Louis ve Edinburgh, Birleşik Krallık’taki Washington Üniversitesi’nden bilim adamlarıyla işbirliği içinde yürütülen çalışma, ilk 3 genden 2’si (NPC1 ve RMC1) dahil olmak üzere bu genlerin çoğunun lipid (yağ) metabolizması ve beyin fonksiyonunda rol oynadığını keşfetti. . Yaseen, “Bitkisel ürünlerin etten farklı olduğu alanlardan biri de karmaşık lipitlerdir” diye belirtiyor. “Benim hipotezim, ette bazı insanların ihtiyaç duyduğu lipit bileşenlerinin bulunabileceği yönünde. Ve belki de genetiği vejetaryenliği tercih eden insanlar bu bileşenleri içsel olarak sentezleyebilirler. Ancak şu anda bunlar basit spekülasyonlar ve sebze fizyolojisini anlamak için hala yapılması gereken çok iş var.

Bu, genetik ile katı vejetaryenlik arasındaki ilişkiyi inceleyen hakemli, indeksli ilk çalışmadır. İnsanlar esas olarak dini veya ahlaki nedenlerden dolayı et yememeyi tercih ediyor ve son araştırmalar yeşil gıda yaklaşımının sağlık açısından faydalarına dair kanıtlar sağlıyor.
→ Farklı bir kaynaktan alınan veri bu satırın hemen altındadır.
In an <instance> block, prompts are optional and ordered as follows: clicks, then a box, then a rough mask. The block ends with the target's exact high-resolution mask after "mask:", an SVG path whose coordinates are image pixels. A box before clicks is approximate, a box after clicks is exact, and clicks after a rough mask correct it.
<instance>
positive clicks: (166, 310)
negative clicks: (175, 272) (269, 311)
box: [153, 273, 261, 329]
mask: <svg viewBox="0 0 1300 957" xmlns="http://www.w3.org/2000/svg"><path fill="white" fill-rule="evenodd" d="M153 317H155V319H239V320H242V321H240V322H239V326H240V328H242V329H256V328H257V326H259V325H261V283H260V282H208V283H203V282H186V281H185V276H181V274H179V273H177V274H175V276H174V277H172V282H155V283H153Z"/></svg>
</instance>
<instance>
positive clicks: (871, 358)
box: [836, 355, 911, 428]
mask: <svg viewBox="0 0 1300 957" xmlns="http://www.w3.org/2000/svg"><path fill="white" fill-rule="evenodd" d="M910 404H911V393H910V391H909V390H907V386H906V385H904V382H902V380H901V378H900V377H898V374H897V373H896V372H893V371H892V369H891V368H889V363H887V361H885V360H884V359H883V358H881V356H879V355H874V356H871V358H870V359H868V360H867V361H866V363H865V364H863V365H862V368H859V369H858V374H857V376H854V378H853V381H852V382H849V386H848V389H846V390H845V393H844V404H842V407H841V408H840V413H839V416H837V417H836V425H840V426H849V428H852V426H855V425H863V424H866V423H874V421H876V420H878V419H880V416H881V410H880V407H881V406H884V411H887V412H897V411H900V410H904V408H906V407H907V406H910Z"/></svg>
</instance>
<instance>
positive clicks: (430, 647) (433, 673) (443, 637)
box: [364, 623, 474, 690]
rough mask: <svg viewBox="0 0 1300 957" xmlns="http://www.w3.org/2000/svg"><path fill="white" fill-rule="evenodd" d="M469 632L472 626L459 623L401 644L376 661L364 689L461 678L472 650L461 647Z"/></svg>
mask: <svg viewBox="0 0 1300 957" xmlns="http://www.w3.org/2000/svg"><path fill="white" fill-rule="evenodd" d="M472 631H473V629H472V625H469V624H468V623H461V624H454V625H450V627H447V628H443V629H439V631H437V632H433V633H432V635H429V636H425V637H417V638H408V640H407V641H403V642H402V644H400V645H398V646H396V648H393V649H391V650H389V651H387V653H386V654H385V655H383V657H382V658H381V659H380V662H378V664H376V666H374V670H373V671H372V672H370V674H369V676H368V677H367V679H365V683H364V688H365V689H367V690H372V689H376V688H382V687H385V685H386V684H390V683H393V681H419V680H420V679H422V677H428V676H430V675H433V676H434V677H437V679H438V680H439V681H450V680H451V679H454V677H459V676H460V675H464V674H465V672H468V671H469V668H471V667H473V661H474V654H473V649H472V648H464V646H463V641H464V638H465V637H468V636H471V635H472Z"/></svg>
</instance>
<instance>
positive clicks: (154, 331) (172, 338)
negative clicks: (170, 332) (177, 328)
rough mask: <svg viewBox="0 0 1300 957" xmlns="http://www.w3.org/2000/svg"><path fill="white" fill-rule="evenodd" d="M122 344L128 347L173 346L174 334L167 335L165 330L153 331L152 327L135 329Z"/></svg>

Vejetaryen olmak giderek daha popüler hale gelse de gerçek sebzeler dünya çapında azınlıkta kalıyor. ABD’de nüfusun yaklaşık %3-4’ü. Birleşik Krallık’ta yetişkinlerin %2,3’ü ve çocukların %1,9’u. Eurispes verilerine göre İtalya’da yüzde 4,2 vejetaryen, yüzde 2,4 vegan olmak üzere toplam yüzde 6,6’sı bulunuyor..

Uzman analizlerine göre, yiyecek ve içeceklerin tercihi için belirleyici bir faktör, aynı zamanda bireyin vücudunun bunları metabolize etme şekli de olabilir. Örneğin, alkol veya kahveyi ilk kez denerken çoğu insan bunları hoş bulmayacaktır, ancak alkol veya kafeinin bize hissettirdiği his nedeniyle zamanla bu ürünlere karşı bir tat geliştiririz. Yaseen, “Ette de benzer bir şeyin olduğunu düşünüyorum” diyor. “Belki de belirli bir bileşen (bir lipit bileşeni olduğunu varsayıyorum) onu istemenize ve onu arzulamanıza neden oluyordur.” Bilim adamı şu sonuca varıyor: “Gelecekteki çalışmaların vejetaryenler ve vejetaryen olmayanlar arasındaki fizyolojik farklılıkların daha iyi anlaşılmasına yol açacağını ve böylece kişiselleştirilmiş beslenme önerileri sunmamıza ve et yerine geçen daha iyi ürünler üretmemize olanak sağlayacağını umuyoruz”.